I just wanted to share my latest success in bonding with and taming my sweet little Lemon Drop. I got her from a pet store about 7 weeks ago. In that time, I had pneumonia, packed up and moved over 200 miles away, and started a new job, so our training has been a bit disrupted. A few days ago she ate from something I was holding for the first time. Today she sat on my hand and munched millet for the first time! I was so excited and grinning the whole time!  
Here is a picture of her eating food I held: 









I've never had a pet before, so this is new to me. I love my budgie so much and am very happy I got her. She is great company for me here in my new life. :001_wub:

Goldenwing (and Lemon Drop) :lutino linnie:


----------



## JRS (Sep 3, 2016)

Yay!
:smiley-talk017:
It’s a lovely moment when that little bird decides it trusts you enough to climb onto your hand. Enjoy!
:urock:


----------



## ReneBC (Mar 26, 2016)

That's awesome.
Nothing like the first time that happens!


----------



## Hunterkat (Mar 29, 2017)

Yay for you and Lemon Drop!


----------



## PixieDust (Oct 19, 2017)

Congratulations!! She's so glad to see you and must want to be with you. She looks like such a sweet little thing. :001_wub:


----------



## Goldenwing (Oct 4, 2017)

Thanks everybudgie! I knew that the people on TB would appreciate the specialness of the moment. Lemon Drop came and explored by me this morning while I was working on my computer. She seems much less afraid of my hands. Bonding budgies are the best! (Try saying that five times, fast.)

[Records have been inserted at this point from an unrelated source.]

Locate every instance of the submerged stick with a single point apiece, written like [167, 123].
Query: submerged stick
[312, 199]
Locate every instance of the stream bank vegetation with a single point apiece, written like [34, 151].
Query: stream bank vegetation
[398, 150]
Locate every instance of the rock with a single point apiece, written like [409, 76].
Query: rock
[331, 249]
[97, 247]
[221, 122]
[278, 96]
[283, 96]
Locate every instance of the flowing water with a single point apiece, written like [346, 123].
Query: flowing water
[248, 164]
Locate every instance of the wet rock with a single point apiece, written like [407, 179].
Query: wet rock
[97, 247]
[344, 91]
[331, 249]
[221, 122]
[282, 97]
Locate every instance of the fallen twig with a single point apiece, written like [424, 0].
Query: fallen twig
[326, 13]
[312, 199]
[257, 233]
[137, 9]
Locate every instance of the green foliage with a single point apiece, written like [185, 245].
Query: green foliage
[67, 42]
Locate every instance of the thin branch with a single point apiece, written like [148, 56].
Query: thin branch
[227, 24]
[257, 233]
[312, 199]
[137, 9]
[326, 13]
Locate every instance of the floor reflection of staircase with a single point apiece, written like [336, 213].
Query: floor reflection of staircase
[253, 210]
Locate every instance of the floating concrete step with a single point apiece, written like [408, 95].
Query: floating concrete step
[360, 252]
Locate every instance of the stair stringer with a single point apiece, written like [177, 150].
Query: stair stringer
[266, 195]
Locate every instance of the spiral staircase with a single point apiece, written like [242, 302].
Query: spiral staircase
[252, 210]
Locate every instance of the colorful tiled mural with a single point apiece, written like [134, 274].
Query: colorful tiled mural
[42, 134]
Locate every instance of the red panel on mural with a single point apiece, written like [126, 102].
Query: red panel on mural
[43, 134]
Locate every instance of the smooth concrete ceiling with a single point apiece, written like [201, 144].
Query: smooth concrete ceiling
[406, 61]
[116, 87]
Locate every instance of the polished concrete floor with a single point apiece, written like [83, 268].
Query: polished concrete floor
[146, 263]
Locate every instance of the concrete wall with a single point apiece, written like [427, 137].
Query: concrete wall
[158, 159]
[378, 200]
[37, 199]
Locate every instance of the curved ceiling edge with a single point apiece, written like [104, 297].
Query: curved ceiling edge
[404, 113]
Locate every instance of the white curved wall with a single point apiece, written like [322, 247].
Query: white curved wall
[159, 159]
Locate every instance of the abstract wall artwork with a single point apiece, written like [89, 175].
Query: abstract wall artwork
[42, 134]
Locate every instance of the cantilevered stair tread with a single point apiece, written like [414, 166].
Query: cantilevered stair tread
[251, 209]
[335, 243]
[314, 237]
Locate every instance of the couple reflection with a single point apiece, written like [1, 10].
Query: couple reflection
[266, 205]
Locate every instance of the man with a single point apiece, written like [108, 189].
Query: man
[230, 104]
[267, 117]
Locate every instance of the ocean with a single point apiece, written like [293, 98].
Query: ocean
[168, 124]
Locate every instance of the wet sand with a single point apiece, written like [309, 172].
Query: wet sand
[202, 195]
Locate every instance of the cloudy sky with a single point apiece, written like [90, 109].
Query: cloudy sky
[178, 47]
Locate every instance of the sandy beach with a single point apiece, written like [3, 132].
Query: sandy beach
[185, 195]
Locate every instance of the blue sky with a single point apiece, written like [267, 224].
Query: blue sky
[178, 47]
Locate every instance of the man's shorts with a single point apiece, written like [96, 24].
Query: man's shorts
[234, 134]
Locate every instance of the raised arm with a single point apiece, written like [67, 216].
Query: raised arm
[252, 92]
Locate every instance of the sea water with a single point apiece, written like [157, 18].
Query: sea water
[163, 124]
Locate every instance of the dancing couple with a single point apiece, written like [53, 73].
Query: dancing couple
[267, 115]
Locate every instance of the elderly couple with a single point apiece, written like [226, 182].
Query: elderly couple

Goldenwing (and Lemon Drop) :lutino linnie:


----------



## StarlingWings (Mar 15, 2013)

That sounds like amazing progress with darling Lemondrop! I'm so glad that you both are getting on so well. She sounds like a sweetheart and it seems you are on your way to a wonderful relationship with her  :thumbup: Keep up the amazing work!


----------



## ReneBC (Mar 26, 2016)

Great she seems to want to bond with you!

Just be aware that, while all seems to move forward now with the bonding, there most likely will come some times, where it seems like the process is going backwards, and the thing to remember when that happens is to not get frustrated by it, as it's perfectly normal.

Hope to hear and see a lot more of Lemon Drop and you here


----------



## FaeryBee (May 9, 2011)

*Congratulations! :congrats:
You are making great progress with sweet little Lemon Drop. :hug:*


----------



## Goldenwing (Oct 4, 2017)

*Update on my ongoing work with Lemon Drop*

Today I had two very exciting firsts. Lemon Drop ate her veggies! I gave her some lettuce, as I have a number of times before. This time however, I put it through the chains on her perch outside the cage so that she could pick at it like she does at the perch. She not only nibbled it, but went back for more several times! I was so very proud of her.  









My other exciting first was that she few to my hand, even though I didn't have any food in it! She landed briefly checking for food but still came back several more times for a second or two. :001_wub:

Goldenwing and Lemon Drop :lutino linnie:


----------



## Hunterkat (Mar 29, 2017)

Yay Lemon Drop!


----------